Desde ontem, quem entrou no banheiro masculino do Prédio 3 da Universidade Mackenzie, encontrou rabiscado atrás da porta: “Lugar de negro não é no Mackenzie, é no presídio.”
Em que ano estamos?
Segundo uma nota emitida após o episódio pela universidade, estamos em outubro de 2015, mês em que a instituição completa 145 anos de existência, de uma “história de ampliação de liberdades e construção de oportunidades” e de “compromisso com a defesa dos direitos e garantias individuais e coletivos”.
Mas será que seus alunos representam bem esse compromisso? O problema está na pouca dedicação em transmitir esses valores ou na falta de interesse dos estudantes em absorvê-los?
O Prédio 3 abriga a Faculdade de Direito, curso com mensalidade de R$ 1.681,00.
Na página de apresentação do curso no site da universidade lemos que “O Curso de Direito visa obter do acadêmico de direito uma formação humanística que permita conhecer e compreender melhor o meio social, político, econômico e cultural onde possa atuar, além de compreender as desigualdades sociais e regionais do trabalho, do meio ambiente, do consumidor, das políticas públicas e, acima de tudo o papel do Direito no cenário que se apresenta.”
Então o que explica que ali, naquele ambiente, possamos encontrar um tipo de manifestação hedionda? Quem responde é Adrielly L. S. Oliveira, estudante do 3º semestre.
“Acredito que haver medidas afirmativas, que nos coloquem junto a mais alta elite, revolta, porque infelizmente ainda hoje somos vistos como escória. Já ouvi que não deveríamos ocupar altos cargos pois, se temos cotas, pensamos menos. É um absurdo isso acontecer aqui, uma vez que prezamos lei, justiça e igualdade”, diz Adrielly que tem 50% de bolsa, é uma das duas únicas negras de sua turma, mora em Itaquera e toma dois ônibus mais metrô para chegar às 7:15 da manhã na faculdade em Higienópolis.
Infelizmente a situação não está restrita ao Curso de Direito. Michelli Oliveira é estudante de Jornalismo no mesmo campus. Em uma sala de 60 alunos, há apenas duas negras. Michelli é uma delas e é a única bolsista pelo Prouni. A mensalidade do curso de Jornalismo é de R$ 1.900,00. “Ser negro e pobre é meio que pedir o preconceito”, diz.

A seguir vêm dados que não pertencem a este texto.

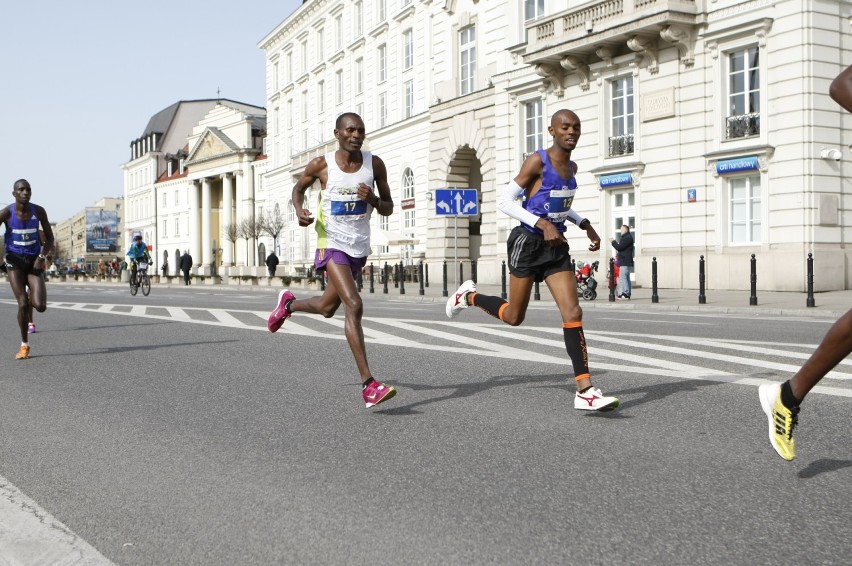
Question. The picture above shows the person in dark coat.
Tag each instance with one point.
(271, 263)
(625, 261)
(185, 264)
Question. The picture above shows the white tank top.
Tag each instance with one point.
(343, 222)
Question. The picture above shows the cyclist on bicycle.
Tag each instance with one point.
(138, 251)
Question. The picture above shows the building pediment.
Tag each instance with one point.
(212, 144)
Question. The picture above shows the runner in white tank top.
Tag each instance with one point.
(347, 177)
(343, 222)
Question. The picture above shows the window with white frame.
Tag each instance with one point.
(407, 49)
(743, 119)
(533, 9)
(408, 98)
(533, 126)
(467, 59)
(408, 192)
(382, 63)
(304, 56)
(275, 86)
(359, 75)
(745, 210)
(304, 106)
(338, 32)
(621, 118)
(359, 18)
(382, 109)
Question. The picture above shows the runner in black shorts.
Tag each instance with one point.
(25, 256)
(538, 251)
(530, 256)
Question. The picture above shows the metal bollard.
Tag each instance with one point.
(611, 278)
(810, 300)
(654, 297)
(385, 279)
(446, 293)
(752, 300)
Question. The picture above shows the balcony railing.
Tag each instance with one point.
(621, 145)
(742, 126)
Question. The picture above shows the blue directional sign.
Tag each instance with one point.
(456, 202)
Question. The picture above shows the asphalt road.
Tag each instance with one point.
(174, 429)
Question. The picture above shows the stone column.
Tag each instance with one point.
(227, 218)
(248, 208)
(194, 243)
(206, 239)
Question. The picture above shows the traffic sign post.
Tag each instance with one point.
(456, 202)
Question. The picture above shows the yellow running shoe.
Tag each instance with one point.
(782, 420)
(23, 353)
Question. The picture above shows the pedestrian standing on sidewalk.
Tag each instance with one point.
(26, 257)
(538, 251)
(347, 178)
(625, 249)
(185, 264)
(780, 402)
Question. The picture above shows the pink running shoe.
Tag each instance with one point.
(377, 392)
(281, 313)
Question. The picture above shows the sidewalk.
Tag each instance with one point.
(830, 304)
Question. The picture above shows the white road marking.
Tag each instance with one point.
(31, 535)
(465, 335)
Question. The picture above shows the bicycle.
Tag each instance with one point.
(140, 280)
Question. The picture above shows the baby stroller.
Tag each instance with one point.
(586, 282)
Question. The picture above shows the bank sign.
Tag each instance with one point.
(727, 166)
(616, 179)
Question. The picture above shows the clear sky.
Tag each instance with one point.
(79, 81)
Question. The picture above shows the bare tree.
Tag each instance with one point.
(251, 229)
(273, 224)
(231, 232)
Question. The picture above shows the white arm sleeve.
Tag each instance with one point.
(508, 205)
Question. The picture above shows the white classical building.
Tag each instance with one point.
(193, 174)
(707, 124)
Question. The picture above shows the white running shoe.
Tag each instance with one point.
(458, 300)
(593, 400)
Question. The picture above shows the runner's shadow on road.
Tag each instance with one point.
(822, 466)
(462, 390)
(124, 349)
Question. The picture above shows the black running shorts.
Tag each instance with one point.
(530, 256)
(24, 262)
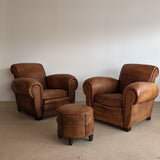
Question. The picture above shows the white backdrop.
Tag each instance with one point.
(82, 37)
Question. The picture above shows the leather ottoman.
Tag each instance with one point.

Em agosto deste ano, Michelli já tinha se deparado com outra inscrição semelhante: “O Mack não deveria aceitar negros nem nordestinos.”
“Todos os dias me arrumo e vou para o Mackenzie estudar. Vejo no campus que sou uma das poucas com cabelo black e que os muitos que se parecem comigo são os funcionários. Tenho orgulho de ser Mackenzista, mas também, tenho vergonha e dó daqueles que estão lá e acham que suas classes sociais e suas etnias são mais importantes que o resto do universo. A dor não é só minha, mas de todos aqueles que são afetados com essas declarações de ódio”, desabafou.
Não é lícito suspeitar que a Universidade Mackenzie tolere e muito menos incentive a discriminação (a nota oficial diz que repudia o ato de cunho racista, que desconhece a autoria e informa já ter instaurado procedimento interno para apuração). O problema está obviamente nos alunos das faculdades particulares, sobretudo essas tradicionais, caras, que nunca viram vizinhos de sala pertencentes a outras cores e de outras bandas.
Dirão que é papo de comunista, mas essas pessoas estão sim muito incomodadas com a presença e ascensão das classes menos favorecidas. Veem seu reinado sob ameaça. Há poucas semanas estudantes de medicina fizeram um blackface para criticar cotistas. Disseram que era brincadeira inocente.
A proximidade de uma turma que acorda às 4 da manhã para trabalhar e estudar sem nunca ter tido uma base educacional satisfatória, que nunca pôde ficar deitada no sofá a tarde toda depois da aula, que nunca foi levada de carro para a escola, para o clube, para lado nenhum, provoca essa estupidez.
Para os filhos dos que sempre tiveram o futuro garantido, a presença incômoda de “intrusos” precisa ser diminuída na base de insultos. Aliás, esses parecem ser os únicos recursos que essas pessoas possuem. E como racismo é crime, lugar de branco pode ser no presídio também.